In one embodiment, for example, a memory line of level-1 caches 121-122 may have a “shared” CCS, e.g., the memory line may be read-shared among processor cores 111-112. A corresponding memory line of level-2 cache 131 may have a “shared” downward-looking CCS, and may further have a “modified” upward-looking CCS. A directory in main memory unit 150, or CCS identifier 151, may indicate that the corresponding memory line has a “modified” CCS and is “owned” by processing cluster 101. Other memory units of computing platform, for example, level-2 cache 132 of processing cluster 102 and/or level-1 caches 123-124 of processing cluster 102, may include, or may be associated with, a CCS identifier indicating that the corresponding memory line has an “invalid” CCS. In this embodiment, for example, main memory unit 150, and/or components of processing cluster 102, regard the level-2 cache 131 as a cache having a “modified” state, regardless of the possibility that level-2 cache 1.31 may have a different CCS, e.g., may be read-shared among processor cores 111-112. For example, processor core 113 of processing cluster 102 may request to access the memory line of level-2 cache having an “invalid” CCS; in response, the corresponding copies in private level-1 caches 121-122 of processing cluster 101 may be invalidated, and the requested memory line may be forwarded to processor core 113 of processing cluster 102.
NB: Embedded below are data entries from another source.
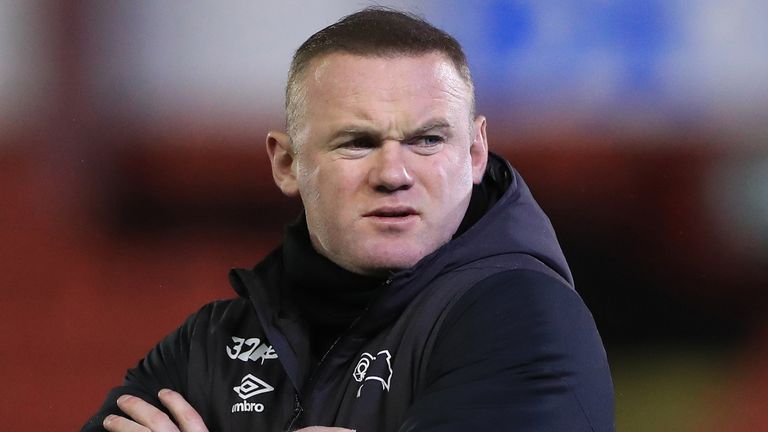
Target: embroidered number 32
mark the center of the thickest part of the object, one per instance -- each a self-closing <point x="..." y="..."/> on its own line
<point x="250" y="349"/>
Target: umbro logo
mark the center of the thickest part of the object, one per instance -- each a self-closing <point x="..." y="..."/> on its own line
<point x="251" y="386"/>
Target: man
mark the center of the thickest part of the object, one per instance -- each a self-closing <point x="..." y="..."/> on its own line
<point x="422" y="288"/>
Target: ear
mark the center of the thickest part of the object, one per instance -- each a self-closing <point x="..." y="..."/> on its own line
<point x="478" y="150"/>
<point x="280" y="151"/>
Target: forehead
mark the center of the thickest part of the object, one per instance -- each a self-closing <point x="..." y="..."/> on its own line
<point x="367" y="86"/>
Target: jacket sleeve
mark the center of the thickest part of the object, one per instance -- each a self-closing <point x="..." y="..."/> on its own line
<point x="518" y="352"/>
<point x="165" y="366"/>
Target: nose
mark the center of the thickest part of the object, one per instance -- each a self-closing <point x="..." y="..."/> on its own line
<point x="390" y="169"/>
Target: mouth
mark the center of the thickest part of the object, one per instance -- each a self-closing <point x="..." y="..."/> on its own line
<point x="392" y="213"/>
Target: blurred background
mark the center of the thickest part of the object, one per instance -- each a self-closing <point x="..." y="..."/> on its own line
<point x="133" y="176"/>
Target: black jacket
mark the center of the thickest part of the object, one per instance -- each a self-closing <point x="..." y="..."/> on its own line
<point x="486" y="333"/>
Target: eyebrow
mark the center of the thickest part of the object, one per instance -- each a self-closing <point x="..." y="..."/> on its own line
<point x="359" y="130"/>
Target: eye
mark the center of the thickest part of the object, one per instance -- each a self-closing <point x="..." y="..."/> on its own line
<point x="427" y="144"/>
<point x="356" y="147"/>
<point x="431" y="140"/>
<point x="359" y="143"/>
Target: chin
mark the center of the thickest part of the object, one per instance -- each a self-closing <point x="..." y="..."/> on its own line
<point x="386" y="260"/>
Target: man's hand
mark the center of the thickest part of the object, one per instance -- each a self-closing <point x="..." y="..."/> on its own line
<point x="144" y="417"/>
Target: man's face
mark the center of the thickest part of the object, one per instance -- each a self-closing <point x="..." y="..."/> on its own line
<point x="384" y="158"/>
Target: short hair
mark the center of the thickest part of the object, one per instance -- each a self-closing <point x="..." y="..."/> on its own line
<point x="374" y="31"/>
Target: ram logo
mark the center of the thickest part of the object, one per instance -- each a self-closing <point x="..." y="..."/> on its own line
<point x="376" y="368"/>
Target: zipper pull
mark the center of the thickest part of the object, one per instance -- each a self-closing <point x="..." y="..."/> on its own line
<point x="297" y="410"/>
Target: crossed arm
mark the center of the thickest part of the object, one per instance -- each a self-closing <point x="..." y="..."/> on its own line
<point x="143" y="417"/>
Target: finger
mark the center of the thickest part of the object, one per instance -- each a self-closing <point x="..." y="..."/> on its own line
<point x="113" y="423"/>
<point x="145" y="414"/>
<point x="185" y="415"/>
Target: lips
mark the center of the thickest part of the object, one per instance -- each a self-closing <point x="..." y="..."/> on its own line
<point x="392" y="212"/>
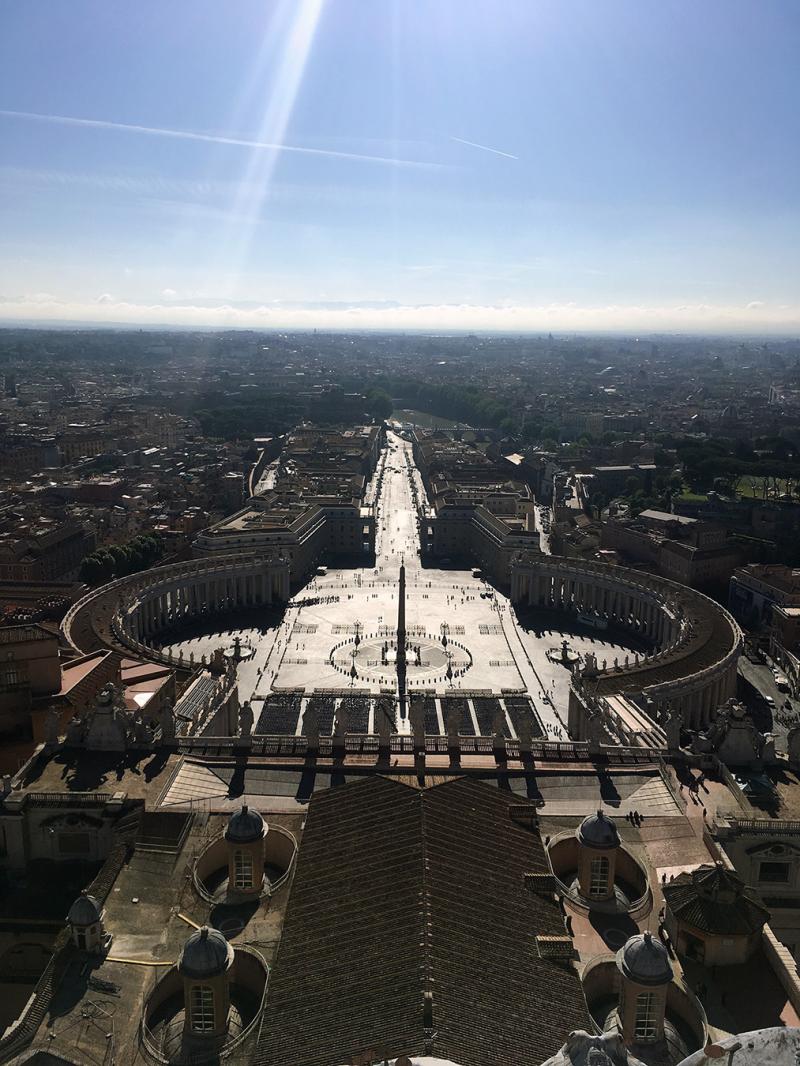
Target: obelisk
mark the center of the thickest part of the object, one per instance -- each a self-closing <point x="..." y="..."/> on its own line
<point x="401" y="618"/>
Some embodiments may be used in conjunction with one or more cache coherence protocols, for example, a Modified-Owned-Exclusive-Shared-Invalid (MOESI) protocol, a Modified-Exclusive-Shared-Invalid (MESI) protocol, a Modified-Shared-Invalid (MSI) protocol, or the like. In some embodiments, for example, a memory component may utilize a first cache coherence protocol to communicate with a first set of components, e.g., local components, components at a lower branch or hierarchy, components at a first level, or the like; and may substantially simultaneously utilize a second, different, cache coherence protocol to communicate with a second set of components, e.g., global components, components at a higher branch or hierarchy, components at a second level, or the like. Furthermore, in some embodiments, multiple, e.g., different, cache coherence protocols may be used at multiple branches which may be at the same level.
Optionally, one or more cache coherence rules or cache coherence definitions may be used, for example, to implement cache coherence architecture in accordance with embodiments of the invention. For example, a cache coherence rule may indicate that a memory line may have a global “shared” CCS if the memory line has a “shared” CCS or an “invalid’ CCS in substantially all cache memories of a processing cluster, e.g., in caches 121, 122 and 131 of processing cluster 101. Another cache coherence rule, for example, may indicate that a memory line may have a local “shared” CCS if the memory line has an “exclusive” or “modified” CCS in level-2 cache 131 and further has a “shared” or “invalid” CCS in level-1 caches 121-122. Yet another cache coherence rule, for example, may indicate that a memory line may be exclusively owned by a processing cluster 101 if at least one of its caches (e.g., caches 121, 122 and 131) identifies that memory line as having an “exclusive” or “modified” CCS. Still another cache coherence rule, for example, may indicate that a memory line of a first memory component may have a “shared” CCS only internally or locally, e.g., downward-looking towards a processor core, if a corresponding memory line of a higher-level cache has an “exclusive” or “modified” CCS; whereas the memory line may have a global or external “shared” CCS, e.g., upward-looking away from the processor core, if a corresponding memory line of a higher-level cache has a “shared” CCS. Other suitable rules or definitions may be used in accordance with embodiments of the invention. In some embodiments, optionally, one or more rules or definitions may be set, modified, and/or utilized, for example, by CCLs 191, 192 and/or 193, or other components of computing platform 100.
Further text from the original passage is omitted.